Ms Al-Lamdani said she felt the Israelis had “betrayed” her family.

“They told us to evacuate your place and go to Khan Younis, because it is safe,” she said.

“They betrayed us and bombed us.”

In a statement to Reuters, the IDF said: “The IDF has been encouraging residents of the northern Gaza Strip to move southward and not to stay in the vicinity of Hamas terror targets within Gaza City.

“But, ultimately, Hamas has entrenched itself among the civilian population throughout the Gaza Strip. So wherever a Hamas target arises, the IDF will strike at it in order to thwart the terrorist capabilities of the group, while taking feasible precautions to mitigate the harm to uninvolved civilians.”

Daring night-time raids into Gaza

While no official ground invasion has been initiated yet, the IDF today confirmed small strike teams had been operating within the Gaza Strip, launching daring but limited night-time raids to take out Hamas terrorists.

Military spokesman Daniel Hagari said small “armoured and infantry forces” had been deployed overnight “to kill terrorist cells that are preparing for next phases of war”.

“During the night there were raids by tank and infantry forces. These raids are raids that kill squads of terrorists who are preparing for our next stage in the war,” he said.

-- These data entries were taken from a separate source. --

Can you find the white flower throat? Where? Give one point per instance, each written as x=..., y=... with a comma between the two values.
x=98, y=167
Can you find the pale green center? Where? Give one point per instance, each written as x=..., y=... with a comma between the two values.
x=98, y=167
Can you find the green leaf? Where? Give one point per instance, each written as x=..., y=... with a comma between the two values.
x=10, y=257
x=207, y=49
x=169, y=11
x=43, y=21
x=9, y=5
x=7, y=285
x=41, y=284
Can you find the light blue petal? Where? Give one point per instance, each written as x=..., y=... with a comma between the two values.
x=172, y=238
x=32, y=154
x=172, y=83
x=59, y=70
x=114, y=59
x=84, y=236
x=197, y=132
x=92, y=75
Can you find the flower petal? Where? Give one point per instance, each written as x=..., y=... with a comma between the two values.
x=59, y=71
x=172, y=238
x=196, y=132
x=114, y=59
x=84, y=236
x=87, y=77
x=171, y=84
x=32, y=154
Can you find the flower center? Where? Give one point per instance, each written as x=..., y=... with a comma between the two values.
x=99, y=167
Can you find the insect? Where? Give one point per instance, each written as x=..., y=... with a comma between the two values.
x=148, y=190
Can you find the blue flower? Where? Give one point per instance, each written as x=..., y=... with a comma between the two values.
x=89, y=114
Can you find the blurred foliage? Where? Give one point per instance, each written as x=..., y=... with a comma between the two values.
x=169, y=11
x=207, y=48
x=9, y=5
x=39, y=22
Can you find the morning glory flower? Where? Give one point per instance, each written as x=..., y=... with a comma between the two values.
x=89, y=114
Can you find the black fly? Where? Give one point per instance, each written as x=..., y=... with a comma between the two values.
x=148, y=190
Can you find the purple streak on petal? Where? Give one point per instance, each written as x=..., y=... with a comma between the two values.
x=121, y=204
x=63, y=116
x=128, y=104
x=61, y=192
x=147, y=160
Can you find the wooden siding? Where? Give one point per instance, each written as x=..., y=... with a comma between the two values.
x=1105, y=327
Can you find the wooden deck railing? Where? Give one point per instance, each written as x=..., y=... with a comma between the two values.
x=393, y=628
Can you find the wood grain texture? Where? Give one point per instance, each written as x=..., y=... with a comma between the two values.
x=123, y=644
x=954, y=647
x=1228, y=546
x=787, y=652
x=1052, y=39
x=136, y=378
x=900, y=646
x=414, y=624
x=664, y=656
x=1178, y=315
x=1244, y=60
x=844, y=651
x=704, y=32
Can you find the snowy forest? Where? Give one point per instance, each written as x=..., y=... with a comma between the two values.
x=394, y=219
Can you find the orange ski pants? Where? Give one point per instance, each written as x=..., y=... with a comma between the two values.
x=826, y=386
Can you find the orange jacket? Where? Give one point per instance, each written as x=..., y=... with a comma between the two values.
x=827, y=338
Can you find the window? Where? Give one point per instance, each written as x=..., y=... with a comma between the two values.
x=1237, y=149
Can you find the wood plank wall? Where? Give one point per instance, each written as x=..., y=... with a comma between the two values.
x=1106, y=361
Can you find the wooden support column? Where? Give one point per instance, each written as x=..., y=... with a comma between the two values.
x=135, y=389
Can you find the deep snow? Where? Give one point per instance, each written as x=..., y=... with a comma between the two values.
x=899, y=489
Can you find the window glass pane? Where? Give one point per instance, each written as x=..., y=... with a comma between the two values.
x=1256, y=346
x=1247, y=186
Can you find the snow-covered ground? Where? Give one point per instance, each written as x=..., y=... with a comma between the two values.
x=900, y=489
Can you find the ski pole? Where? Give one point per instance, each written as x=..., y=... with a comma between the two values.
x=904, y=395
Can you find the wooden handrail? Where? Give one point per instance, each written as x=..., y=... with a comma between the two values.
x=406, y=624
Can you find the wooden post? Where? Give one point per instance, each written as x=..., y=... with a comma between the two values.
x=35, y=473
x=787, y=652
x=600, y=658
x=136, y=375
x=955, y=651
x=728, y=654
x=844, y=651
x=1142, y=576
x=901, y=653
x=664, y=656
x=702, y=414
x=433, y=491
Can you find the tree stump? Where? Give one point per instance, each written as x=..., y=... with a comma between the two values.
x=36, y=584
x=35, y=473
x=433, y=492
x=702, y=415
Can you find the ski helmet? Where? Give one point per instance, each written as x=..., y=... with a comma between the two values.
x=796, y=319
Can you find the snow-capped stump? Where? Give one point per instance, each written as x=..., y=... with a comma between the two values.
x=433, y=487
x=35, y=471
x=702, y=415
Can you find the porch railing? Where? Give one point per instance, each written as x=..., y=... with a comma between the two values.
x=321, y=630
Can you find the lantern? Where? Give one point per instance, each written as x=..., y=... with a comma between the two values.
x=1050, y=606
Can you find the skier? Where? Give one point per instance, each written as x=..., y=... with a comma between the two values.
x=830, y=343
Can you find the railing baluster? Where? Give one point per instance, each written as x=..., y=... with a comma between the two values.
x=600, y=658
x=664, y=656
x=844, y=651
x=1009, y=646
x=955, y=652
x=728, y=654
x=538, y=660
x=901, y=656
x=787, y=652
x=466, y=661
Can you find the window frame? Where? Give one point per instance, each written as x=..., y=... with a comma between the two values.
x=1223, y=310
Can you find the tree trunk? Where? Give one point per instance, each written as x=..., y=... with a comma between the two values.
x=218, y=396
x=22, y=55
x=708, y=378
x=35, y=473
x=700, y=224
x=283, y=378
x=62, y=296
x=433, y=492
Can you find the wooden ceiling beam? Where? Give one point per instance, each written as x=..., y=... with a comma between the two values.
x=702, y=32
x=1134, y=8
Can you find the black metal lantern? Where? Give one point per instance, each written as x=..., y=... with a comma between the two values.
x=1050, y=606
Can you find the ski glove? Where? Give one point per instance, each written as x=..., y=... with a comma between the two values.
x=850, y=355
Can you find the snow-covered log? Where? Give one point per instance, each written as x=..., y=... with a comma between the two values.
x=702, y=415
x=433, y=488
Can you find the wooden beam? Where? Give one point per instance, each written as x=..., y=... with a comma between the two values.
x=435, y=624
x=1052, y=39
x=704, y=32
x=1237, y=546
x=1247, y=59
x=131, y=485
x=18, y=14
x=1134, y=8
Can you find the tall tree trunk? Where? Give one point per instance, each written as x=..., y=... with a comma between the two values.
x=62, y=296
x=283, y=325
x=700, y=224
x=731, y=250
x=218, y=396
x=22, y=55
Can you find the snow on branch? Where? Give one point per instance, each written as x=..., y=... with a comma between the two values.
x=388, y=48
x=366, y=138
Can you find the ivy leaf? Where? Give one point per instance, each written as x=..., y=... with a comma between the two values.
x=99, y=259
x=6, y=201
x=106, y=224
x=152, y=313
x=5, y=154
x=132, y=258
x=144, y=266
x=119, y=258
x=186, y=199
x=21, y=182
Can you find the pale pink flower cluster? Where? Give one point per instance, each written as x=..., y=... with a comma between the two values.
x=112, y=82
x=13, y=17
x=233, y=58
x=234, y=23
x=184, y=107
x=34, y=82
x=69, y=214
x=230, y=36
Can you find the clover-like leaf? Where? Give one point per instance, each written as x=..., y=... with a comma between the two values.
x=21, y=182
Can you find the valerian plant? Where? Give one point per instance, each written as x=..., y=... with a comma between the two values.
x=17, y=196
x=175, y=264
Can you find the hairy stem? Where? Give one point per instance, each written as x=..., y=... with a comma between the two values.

“These are raids that go deep.”

The operation was also focused on gathering more information on the 222 hostages still held by Hamas, most of whom are Israeli citizens.

Hospitals operating without painkillers

Aid agencies across the globe have continued calls to cease violence in Gaza, with hospitals now forced to operate without basic painkillers and morphine as casualties stack up.

Aid trucks from various nations have arrived, but there are still fears over civilians getting adequate supplies as Gaza runs out of basic items.

“What is extremely important are the trauma kits, the surgery kits,” the Head of Mission for Medicins Sans Frontieres (Doctors Without Borders) Leo Cans said.

Doctors working in the war zone are “doing surgical operations without the correct dose of narcotics, without the correct dose of morphine”, according to Cans.

“In terms of pain management, it‘s not happening. We currently have people being operated on without having morphine. It just happened to two kids. We have a lot of kids that are unfortunately among the wounded, and I was discussing with one of our surgeons, who received a 10-year-old yesterday, burnt on 60 per cent of the body surface, and he didn‘t end up having painkillers.

“There is no justification at all to block these essential medicines to reach the population.”

The lack of fuel to power vehicles and generators has also been noted by aid agencies working in the region.

“Fuel is essential for the water plants in order to desalinate to water. If you don’t have fuel, you don‘t have quality water,” Cans said.

“Even war has rules, and you cannot bomb civilians. We have too many children, too many women arriving at the hospital. It is not acceptable.”